To look at the Bible from the perspective of contemporary scholarship is to call the traditional understanding of the Bible and of Christianity itself into question, yet despite the fear that religious people feel at this prospect, to fail to do so is nothing other than a prescription only for a slower death. Why would any church or church leader choose to walk that path?

I have two audiences in mind in the writing of this book.  One is a church audience made up of people who appear to know that the old words no longer make sense, yet in the absence of an alternative still cling to the meaningless past.  The second audience is made up of those who have abandoned traditional Christianity because for them it has become unbelievable.  I want them to know that there is a view of Christianity beyond the one they have abandoned or the one that Christopher Hitchens attacks.  It has just never been introduced in the pews. My goal in this book is to take people beneath both the literal and contradictory words of the Bible and the convoluted concepts of theology to explore realms of spiritual truth present but unseen.

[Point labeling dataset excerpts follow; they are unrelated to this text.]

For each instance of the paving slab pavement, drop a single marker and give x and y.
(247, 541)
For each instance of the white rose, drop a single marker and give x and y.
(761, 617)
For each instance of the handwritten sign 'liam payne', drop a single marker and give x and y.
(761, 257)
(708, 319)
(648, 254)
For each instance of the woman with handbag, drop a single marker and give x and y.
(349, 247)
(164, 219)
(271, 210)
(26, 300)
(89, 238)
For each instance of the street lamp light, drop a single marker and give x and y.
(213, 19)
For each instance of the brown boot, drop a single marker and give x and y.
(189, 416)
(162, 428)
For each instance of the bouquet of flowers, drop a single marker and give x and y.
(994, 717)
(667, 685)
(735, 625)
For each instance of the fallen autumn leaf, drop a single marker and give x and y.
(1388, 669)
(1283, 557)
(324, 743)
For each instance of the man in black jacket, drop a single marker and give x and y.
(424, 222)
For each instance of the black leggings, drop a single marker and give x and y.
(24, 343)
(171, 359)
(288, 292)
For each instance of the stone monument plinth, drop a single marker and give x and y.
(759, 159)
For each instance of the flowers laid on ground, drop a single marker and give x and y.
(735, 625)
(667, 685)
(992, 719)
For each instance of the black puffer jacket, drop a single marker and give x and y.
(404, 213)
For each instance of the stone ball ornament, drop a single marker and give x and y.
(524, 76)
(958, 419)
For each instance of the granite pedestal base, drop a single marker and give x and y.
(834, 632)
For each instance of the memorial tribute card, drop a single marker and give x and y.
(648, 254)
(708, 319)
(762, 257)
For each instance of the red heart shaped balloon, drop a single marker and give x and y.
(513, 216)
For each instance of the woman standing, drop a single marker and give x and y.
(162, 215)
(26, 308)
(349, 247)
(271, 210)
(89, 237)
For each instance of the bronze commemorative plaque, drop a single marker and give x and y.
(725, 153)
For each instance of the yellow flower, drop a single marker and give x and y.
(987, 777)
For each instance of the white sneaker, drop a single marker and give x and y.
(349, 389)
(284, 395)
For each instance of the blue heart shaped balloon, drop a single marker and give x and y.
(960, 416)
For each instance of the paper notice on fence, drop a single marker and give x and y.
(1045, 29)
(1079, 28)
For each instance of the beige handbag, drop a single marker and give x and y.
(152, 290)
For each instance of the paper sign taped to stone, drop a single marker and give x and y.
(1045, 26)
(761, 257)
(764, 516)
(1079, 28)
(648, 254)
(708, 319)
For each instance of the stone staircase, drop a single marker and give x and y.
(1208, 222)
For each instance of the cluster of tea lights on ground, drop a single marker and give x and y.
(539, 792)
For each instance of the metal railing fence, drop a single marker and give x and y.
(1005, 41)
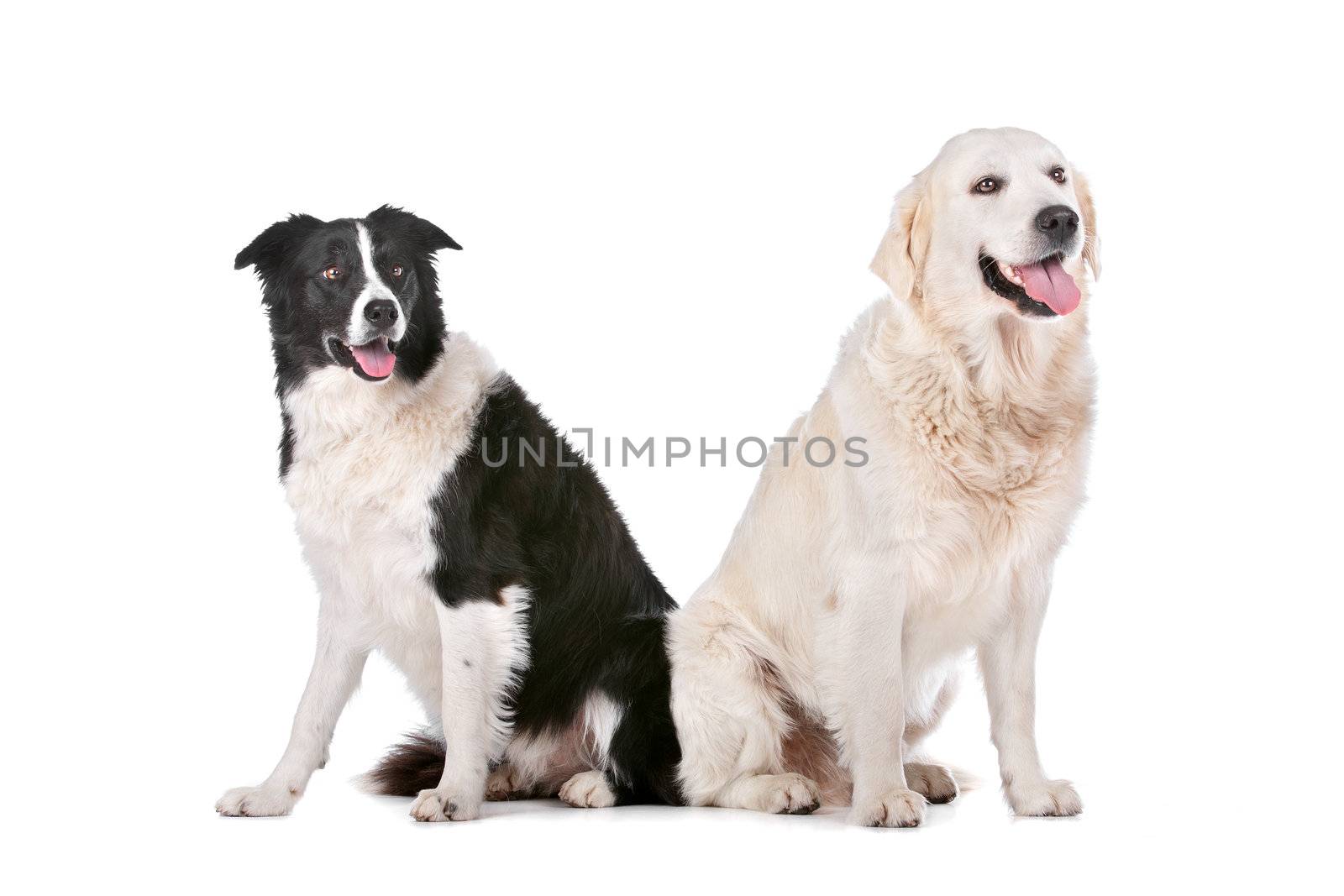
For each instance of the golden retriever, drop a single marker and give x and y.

I believe Christianity has to do not with guilt and sin, but with increased humanity and heightened awareness; with breaking barriers that separate us from one another in our quest for survival and with calling us to move beyond self-consciousness into universal consciousness where, I believe, we touch the edges of eternity. Will this book succeed in this mission?  Time will tell, but, regardless, the need to address these issues is real and I have now made that effort.

I want to live to see a new Christianity for a new world.  Indeed I want to assist in its birth.  This book is designed to be a shot across the bow to inaugurate that campaign.